Hillary Clinton takes aim at pharma industry in White House bid
pharmafile | October 5, 2015 | News story | Medical Communications, Sales and Marketing | turing
Hillary Clinton has taken aim at the pharmaceutical industry with a campaign advert airing in two US states, in which she promises to ‘crack down’ on companies that charge over-the-odds for drugs.
The former Secretary of State, who is currently seeking the Democratic Party’s nomination to run for President in 2016, appears in the television commercial airing in New Hampshire and Iowa, and uses the platform to criticise Martin Shkreli and his company Turing, for the recently-publicised fifty-fold increase in the parasitic disease treatment Daraprim.
The commercial shows Clinton calling for a “crack down” on drug company abuses that leave the public out of pocket and potentially priced out of the market for certain treatments, and appearing at a campaign event last months in which she said “it is time to deal with skyrocketing out-of-pocket costs.”

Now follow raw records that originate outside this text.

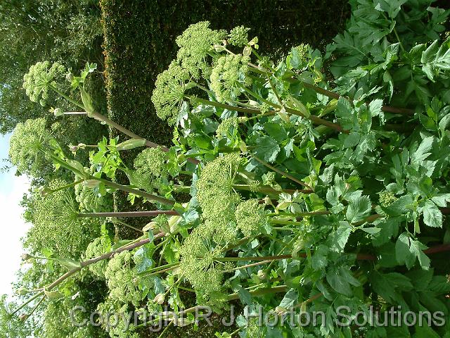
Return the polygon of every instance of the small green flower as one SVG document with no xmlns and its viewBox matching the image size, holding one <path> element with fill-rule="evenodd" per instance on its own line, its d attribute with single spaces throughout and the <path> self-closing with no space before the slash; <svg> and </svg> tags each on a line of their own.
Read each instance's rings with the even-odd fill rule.
<svg viewBox="0 0 450 338">
<path fill-rule="evenodd" d="M 15 126 L 9 141 L 9 157 L 20 173 L 35 176 L 47 164 L 41 151 L 53 138 L 45 125 L 45 120 L 39 118 Z"/>
<path fill-rule="evenodd" d="M 248 186 L 250 188 L 250 192 L 258 192 L 261 187 L 261 182 L 257 180 L 252 180 L 248 183 Z"/>
<path fill-rule="evenodd" d="M 156 115 L 160 119 L 167 120 L 170 125 L 176 123 L 189 77 L 187 70 L 172 61 L 169 68 L 156 78 L 151 100 L 155 105 Z"/>
<path fill-rule="evenodd" d="M 66 185 L 54 180 L 49 187 L 55 190 Z M 78 206 L 70 189 L 58 190 L 46 196 L 36 196 L 32 209 L 33 227 L 30 237 L 44 244 L 58 256 L 66 257 L 79 249 L 83 226 L 78 218 Z"/>
<path fill-rule="evenodd" d="M 180 269 L 195 290 L 198 303 L 220 308 L 226 298 L 224 273 L 232 266 L 216 260 L 223 257 L 224 252 L 224 247 L 212 239 L 212 230 L 200 225 L 185 239 L 180 249 Z"/>
<path fill-rule="evenodd" d="M 169 175 L 166 167 L 167 153 L 160 148 L 147 148 L 134 160 L 135 178 L 139 187 L 148 192 L 159 189 Z"/>
<path fill-rule="evenodd" d="M 248 43 L 248 31 L 250 28 L 244 26 L 235 27 L 229 35 L 228 42 L 233 46 L 240 47 Z"/>
<path fill-rule="evenodd" d="M 245 237 L 260 232 L 266 223 L 266 214 L 263 204 L 257 199 L 248 199 L 236 207 L 236 224 Z"/>
<path fill-rule="evenodd" d="M 216 130 L 216 137 L 226 137 L 230 133 L 230 130 L 232 128 L 237 128 L 238 125 L 238 123 L 237 117 L 229 118 L 223 120 L 219 125 L 219 127 L 217 127 L 217 130 Z"/>
<path fill-rule="evenodd" d="M 236 100 L 243 92 L 242 87 L 251 84 L 252 79 L 248 76 L 250 61 L 248 56 L 228 54 L 215 62 L 210 80 L 217 101 Z"/>
<path fill-rule="evenodd" d="M 242 158 L 232 153 L 208 163 L 197 181 L 197 200 L 205 218 L 229 212 L 239 202 L 233 190 L 233 181 Z"/>
<path fill-rule="evenodd" d="M 210 73 L 208 53 L 212 46 L 219 44 L 226 35 L 224 31 L 211 30 L 208 21 L 191 25 L 176 38 L 176 44 L 180 47 L 176 54 L 177 61 L 194 79 L 198 80 L 200 75 L 207 79 Z"/>
<path fill-rule="evenodd" d="M 109 237 L 102 236 L 96 238 L 89 243 L 86 249 L 84 256 L 86 259 L 94 258 L 108 252 L 111 249 L 111 241 Z M 89 265 L 89 270 L 96 276 L 101 278 L 105 277 L 105 271 L 108 265 L 108 261 L 103 260 Z"/>
<path fill-rule="evenodd" d="M 105 277 L 112 299 L 138 306 L 142 295 L 136 286 L 138 274 L 131 267 L 132 262 L 133 254 L 129 251 L 114 256 L 108 263 Z"/>
<path fill-rule="evenodd" d="M 394 193 L 387 190 L 383 190 L 378 195 L 380 196 L 380 204 L 385 208 L 387 208 L 397 199 Z"/>
<path fill-rule="evenodd" d="M 54 85 L 54 80 L 63 75 L 65 68 L 58 62 L 50 67 L 49 61 L 38 62 L 30 67 L 30 71 L 23 77 L 23 88 L 33 102 L 45 106 L 49 98 L 49 87 Z"/>
</svg>

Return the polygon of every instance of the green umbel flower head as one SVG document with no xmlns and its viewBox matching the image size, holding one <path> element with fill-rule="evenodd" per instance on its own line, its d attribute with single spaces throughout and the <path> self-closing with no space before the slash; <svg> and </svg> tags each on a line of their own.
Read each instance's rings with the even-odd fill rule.
<svg viewBox="0 0 450 338">
<path fill-rule="evenodd" d="M 55 78 L 63 75 L 65 68 L 59 62 L 50 67 L 49 61 L 38 62 L 30 67 L 30 71 L 23 77 L 23 88 L 27 95 L 33 102 L 39 102 L 41 106 L 46 105 L 49 98 L 49 87 L 55 85 Z"/>
<path fill-rule="evenodd" d="M 188 72 L 174 61 L 156 78 L 151 100 L 156 115 L 170 125 L 176 123 L 189 78 Z"/>
<path fill-rule="evenodd" d="M 248 31 L 250 28 L 244 26 L 235 27 L 229 35 L 228 42 L 233 45 L 240 47 L 248 43 Z"/>
<path fill-rule="evenodd" d="M 248 87 L 252 80 L 248 73 L 248 56 L 229 54 L 216 61 L 210 80 L 211 89 L 219 102 L 236 100 L 243 92 L 243 86 Z"/>
<path fill-rule="evenodd" d="M 84 167 L 84 172 L 93 175 L 96 173 L 94 166 Z M 76 177 L 76 180 L 81 177 Z M 110 211 L 112 208 L 112 199 L 108 196 L 102 196 L 98 186 L 89 184 L 90 181 L 85 181 L 75 185 L 75 199 L 79 204 L 79 209 L 83 212 L 99 213 Z M 95 182 L 95 181 L 94 181 Z"/>
<path fill-rule="evenodd" d="M 89 243 L 86 249 L 84 256 L 86 259 L 94 258 L 94 257 L 98 257 L 110 251 L 110 249 L 111 241 L 109 237 L 102 236 L 101 237 L 96 238 L 93 242 Z M 89 269 L 96 276 L 104 278 L 107 265 L 108 261 L 103 260 L 94 264 L 91 264 L 89 265 Z"/>
<path fill-rule="evenodd" d="M 198 303 L 220 308 L 226 298 L 223 275 L 231 265 L 217 261 L 224 256 L 224 246 L 213 240 L 211 230 L 202 225 L 186 239 L 180 249 L 180 269 L 195 290 Z"/>
<path fill-rule="evenodd" d="M 114 315 L 110 317 L 111 322 L 109 325 L 108 325 L 108 323 L 106 320 L 98 323 L 103 329 L 108 332 L 111 338 L 139 338 L 139 335 L 135 332 L 136 328 L 132 323 L 132 319 L 128 326 L 127 324 L 129 323 L 122 319 L 127 318 L 130 313 L 128 304 L 120 303 L 108 297 L 103 303 L 97 306 L 97 311 L 101 314 L 103 318 L 108 318 L 111 314 L 118 316 L 119 320 L 117 323 Z"/>
<path fill-rule="evenodd" d="M 11 163 L 19 172 L 34 175 L 46 164 L 41 149 L 52 139 L 42 118 L 18 123 L 9 141 Z"/>
<path fill-rule="evenodd" d="M 137 287 L 138 275 L 131 267 L 132 262 L 133 254 L 129 251 L 115 255 L 108 263 L 105 277 L 112 299 L 138 306 L 142 296 Z"/>
<path fill-rule="evenodd" d="M 249 237 L 260 232 L 266 223 L 266 214 L 263 204 L 257 199 L 248 199 L 236 207 L 236 224 L 244 236 Z"/>
<path fill-rule="evenodd" d="M 167 153 L 160 148 L 147 148 L 134 160 L 135 178 L 139 187 L 148 192 L 159 189 L 169 173 L 166 168 Z"/>
<path fill-rule="evenodd" d="M 216 136 L 217 137 L 226 137 L 230 132 L 230 130 L 232 128 L 237 128 L 238 125 L 238 118 L 233 117 L 226 118 L 220 123 L 217 130 L 216 130 Z"/>
<path fill-rule="evenodd" d="M 211 30 L 208 21 L 191 25 L 176 38 L 176 44 L 180 47 L 176 54 L 177 61 L 195 79 L 198 80 L 200 75 L 207 79 L 210 73 L 208 52 L 226 35 L 224 31 Z"/>
<path fill-rule="evenodd" d="M 205 218 L 233 211 L 240 196 L 233 190 L 233 181 L 242 158 L 238 154 L 226 154 L 208 163 L 197 181 L 197 200 Z"/>
<path fill-rule="evenodd" d="M 394 193 L 387 190 L 383 190 L 378 195 L 380 196 L 380 204 L 385 208 L 387 208 L 397 199 Z"/>
<path fill-rule="evenodd" d="M 65 181 L 54 180 L 49 187 L 55 190 L 66 184 Z M 78 206 L 73 192 L 63 189 L 37 196 L 32 208 L 34 226 L 30 234 L 34 241 L 43 244 L 61 257 L 75 254 L 83 238 L 83 227 L 77 217 Z"/>
</svg>

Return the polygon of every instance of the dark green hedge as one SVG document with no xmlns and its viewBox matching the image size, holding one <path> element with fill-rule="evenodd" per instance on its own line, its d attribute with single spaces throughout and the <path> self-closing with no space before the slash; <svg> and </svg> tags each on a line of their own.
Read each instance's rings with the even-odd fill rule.
<svg viewBox="0 0 450 338">
<path fill-rule="evenodd" d="M 207 20 L 217 29 L 249 27 L 250 35 L 258 36 L 262 52 L 276 57 L 300 43 L 323 47 L 344 25 L 349 10 L 347 0 L 101 0 L 100 4 L 109 116 L 165 145 L 170 144 L 172 132 L 156 116 L 150 96 L 156 76 L 175 57 L 175 38 L 190 24 Z M 117 135 L 115 130 L 112 132 Z M 135 154 L 129 153 L 127 162 L 130 163 Z M 131 206 L 123 196 L 116 194 L 115 204 L 125 211 Z"/>
<path fill-rule="evenodd" d="M 347 0 L 101 0 L 110 117 L 151 140 L 170 131 L 150 101 L 153 82 L 175 56 L 175 38 L 188 25 L 250 27 L 260 50 L 279 53 L 301 42 L 323 46 L 345 23 Z"/>
<path fill-rule="evenodd" d="M 109 116 L 136 134 L 166 145 L 170 144 L 172 132 L 156 116 L 150 96 L 156 76 L 176 55 L 175 38 L 190 24 L 207 20 L 213 28 L 226 30 L 243 25 L 251 28 L 251 36 L 258 36 L 263 54 L 276 57 L 300 43 L 323 47 L 343 27 L 349 10 L 347 0 L 101 0 L 100 3 Z M 115 131 L 112 132 L 117 135 Z M 131 163 L 135 154 L 128 153 L 125 161 Z M 115 207 L 126 211 L 148 206 L 131 207 L 125 195 L 118 192 Z M 117 230 L 122 237 L 135 235 L 124 229 Z M 219 323 L 214 321 L 216 325 Z M 167 337 L 211 337 L 220 330 L 219 326 L 200 328 L 195 333 L 191 329 L 173 329 Z"/>
</svg>

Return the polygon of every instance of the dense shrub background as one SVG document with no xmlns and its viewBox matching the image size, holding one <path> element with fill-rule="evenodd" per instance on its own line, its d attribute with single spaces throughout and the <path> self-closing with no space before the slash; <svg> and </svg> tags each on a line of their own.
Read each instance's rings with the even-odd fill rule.
<svg viewBox="0 0 450 338">
<path fill-rule="evenodd" d="M 259 37 L 260 49 L 276 58 L 300 43 L 323 48 L 343 27 L 349 11 L 347 0 L 101 0 L 100 4 L 109 117 L 143 137 L 166 145 L 170 144 L 172 132 L 156 116 L 150 96 L 158 74 L 176 55 L 175 38 L 190 24 L 209 20 L 212 28 L 226 30 L 243 25 L 251 28 L 250 37 Z M 113 137 L 118 134 L 115 130 L 111 132 Z M 137 151 L 127 151 L 129 157 L 124 160 L 131 164 L 136 154 Z M 125 177 L 122 179 L 127 182 Z M 116 210 L 136 207 L 144 206 L 131 206 L 125 194 L 116 193 Z M 145 206 L 147 210 L 150 207 Z M 136 234 L 122 227 L 116 232 L 122 238 Z M 196 332 L 191 327 L 172 328 L 166 336 L 211 337 L 220 330 L 221 320 L 215 319 L 214 327 L 201 327 Z"/>
<path fill-rule="evenodd" d="M 243 25 L 251 28 L 251 37 L 258 37 L 260 49 L 276 58 L 300 43 L 324 47 L 349 11 L 346 0 L 101 0 L 100 5 L 109 117 L 166 145 L 170 128 L 156 116 L 150 96 L 158 74 L 176 55 L 175 38 L 190 24 L 209 20 L 212 28 L 226 30 Z M 136 154 L 127 152 L 127 162 Z M 115 196 L 120 211 L 131 207 L 124 196 Z"/>
</svg>

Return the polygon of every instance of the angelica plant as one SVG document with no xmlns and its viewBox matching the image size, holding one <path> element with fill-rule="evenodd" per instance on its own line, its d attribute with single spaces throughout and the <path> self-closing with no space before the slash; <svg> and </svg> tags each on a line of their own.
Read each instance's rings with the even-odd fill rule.
<svg viewBox="0 0 450 338">
<path fill-rule="evenodd" d="M 208 21 L 191 25 L 175 42 L 179 47 L 176 60 L 194 78 L 207 78 L 211 72 L 211 46 L 225 38 L 224 31 L 211 30 Z"/>
<path fill-rule="evenodd" d="M 39 118 L 27 120 L 15 126 L 9 142 L 9 157 L 19 172 L 36 175 L 49 162 L 40 151 L 53 140 L 45 125 L 45 120 Z"/>
<path fill-rule="evenodd" d="M 148 148 L 134 160 L 134 180 L 148 192 L 159 190 L 167 180 L 167 154 L 160 148 Z"/>
<path fill-rule="evenodd" d="M 49 61 L 38 62 L 30 68 L 23 77 L 23 88 L 33 102 L 45 106 L 49 99 L 49 89 L 56 88 L 56 79 L 65 71 L 64 66 L 56 62 L 50 66 Z"/>
<path fill-rule="evenodd" d="M 112 299 L 137 306 L 142 295 L 137 288 L 138 275 L 132 266 L 132 258 L 129 251 L 114 256 L 108 263 L 105 278 Z"/>
</svg>

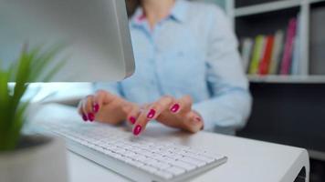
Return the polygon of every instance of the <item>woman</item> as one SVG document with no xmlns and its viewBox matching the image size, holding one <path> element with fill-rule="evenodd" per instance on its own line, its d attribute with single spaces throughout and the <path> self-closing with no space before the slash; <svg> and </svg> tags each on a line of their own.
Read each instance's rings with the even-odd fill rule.
<svg viewBox="0 0 325 182">
<path fill-rule="evenodd" d="M 222 10 L 184 0 L 127 3 L 136 8 L 130 19 L 135 74 L 99 84 L 104 90 L 79 103 L 83 119 L 129 120 L 136 136 L 151 120 L 193 133 L 204 128 L 234 134 L 242 127 L 251 97 Z"/>
</svg>

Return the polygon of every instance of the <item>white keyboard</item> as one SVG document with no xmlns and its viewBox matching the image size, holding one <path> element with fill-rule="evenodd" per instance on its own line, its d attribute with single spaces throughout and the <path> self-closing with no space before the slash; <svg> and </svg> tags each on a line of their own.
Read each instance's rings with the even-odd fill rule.
<svg viewBox="0 0 325 182">
<path fill-rule="evenodd" d="M 226 157 L 100 123 L 41 123 L 64 136 L 68 147 L 134 181 L 182 181 L 226 161 Z"/>
</svg>

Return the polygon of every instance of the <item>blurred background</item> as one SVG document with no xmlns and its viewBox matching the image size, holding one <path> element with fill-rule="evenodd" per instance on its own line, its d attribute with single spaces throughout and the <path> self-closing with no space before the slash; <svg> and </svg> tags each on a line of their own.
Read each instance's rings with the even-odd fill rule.
<svg viewBox="0 0 325 182">
<path fill-rule="evenodd" d="M 250 81 L 252 114 L 236 135 L 307 148 L 310 181 L 325 181 L 325 1 L 200 1 L 228 15 Z M 81 83 L 34 85 L 40 88 L 36 101 L 68 105 L 91 93 Z"/>
</svg>

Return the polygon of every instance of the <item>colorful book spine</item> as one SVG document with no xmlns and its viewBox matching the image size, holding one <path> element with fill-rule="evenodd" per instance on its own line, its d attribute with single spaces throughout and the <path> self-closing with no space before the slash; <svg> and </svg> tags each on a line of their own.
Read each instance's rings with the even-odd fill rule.
<svg viewBox="0 0 325 182">
<path fill-rule="evenodd" d="M 244 71 L 247 71 L 250 56 L 254 46 L 254 41 L 252 38 L 244 38 L 242 43 L 243 44 L 242 44 L 241 53 L 242 53 L 242 59 L 243 59 L 243 66 L 244 66 Z"/>
<path fill-rule="evenodd" d="M 288 75 L 290 72 L 291 61 L 292 61 L 292 50 L 294 46 L 294 39 L 296 36 L 296 26 L 297 26 L 297 19 L 296 18 L 290 19 L 287 30 L 285 51 L 281 62 L 281 70 L 280 70 L 281 75 Z"/>
<path fill-rule="evenodd" d="M 266 48 L 264 56 L 259 64 L 259 74 L 264 76 L 268 74 L 268 67 L 271 61 L 272 51 L 274 47 L 274 36 L 268 35 L 266 38 Z"/>
<path fill-rule="evenodd" d="M 268 74 L 276 75 L 278 73 L 278 66 L 283 52 L 283 39 L 284 33 L 282 30 L 278 30 L 276 33 L 274 40 L 274 48 L 271 56 L 271 63 L 268 68 Z"/>
<path fill-rule="evenodd" d="M 294 40 L 293 53 L 292 53 L 292 63 L 291 63 L 291 75 L 300 75 L 302 74 L 301 63 L 300 63 L 300 35 L 301 35 L 301 15 L 298 14 L 297 22 L 297 34 Z"/>
<path fill-rule="evenodd" d="M 248 72 L 251 75 L 257 74 L 258 72 L 259 61 L 264 49 L 264 35 L 257 35 L 255 38 L 255 46 Z"/>
</svg>

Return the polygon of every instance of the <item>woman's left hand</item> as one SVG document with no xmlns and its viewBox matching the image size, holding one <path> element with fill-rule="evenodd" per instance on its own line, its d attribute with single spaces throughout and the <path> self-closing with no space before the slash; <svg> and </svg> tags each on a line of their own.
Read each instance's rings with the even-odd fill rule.
<svg viewBox="0 0 325 182">
<path fill-rule="evenodd" d="M 201 116 L 192 110 L 192 98 L 185 96 L 180 99 L 173 96 L 162 96 L 158 101 L 147 105 L 142 110 L 133 126 L 133 134 L 139 135 L 145 129 L 151 120 L 171 126 L 196 133 L 203 128 Z"/>
</svg>

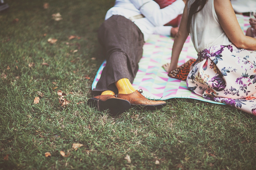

The advert also implies that Clinton’s intervention in the Turing story was a key factor in Shkreli’s promise to lower the price, featuring a Fox News contributor saying Clinton had “blasted him out of the water.”
She tweeted shortly after the story was featured in The New York Times that “price gouging like this in the specialty drug market is outrageous,” and promised to lay out a plan to “take it on.”
The Clinton campaign has made pharmaceutical industry reforms aimed at reducing out-of-pocket costs for patients and curbing abuses a key part of her recent campaign.
It has been reported that the former New York Senator is proposing a $250 monthly cap on prescription drugs for patients with chronic or serious medical conditions.
A Clinton campaign official told The Guardian the strategy also includes a plan to deny tax breaks for pharma companies that market medicines directly to consumers, and stricter regulation of drug labels to protect patients from misleading advertisements.
Clinton is also said to be considering slashing the patent period by nearly half, to speed up the market availability of cheaper generics, and encouraging companies to invest in R&D by offering federal subsidies.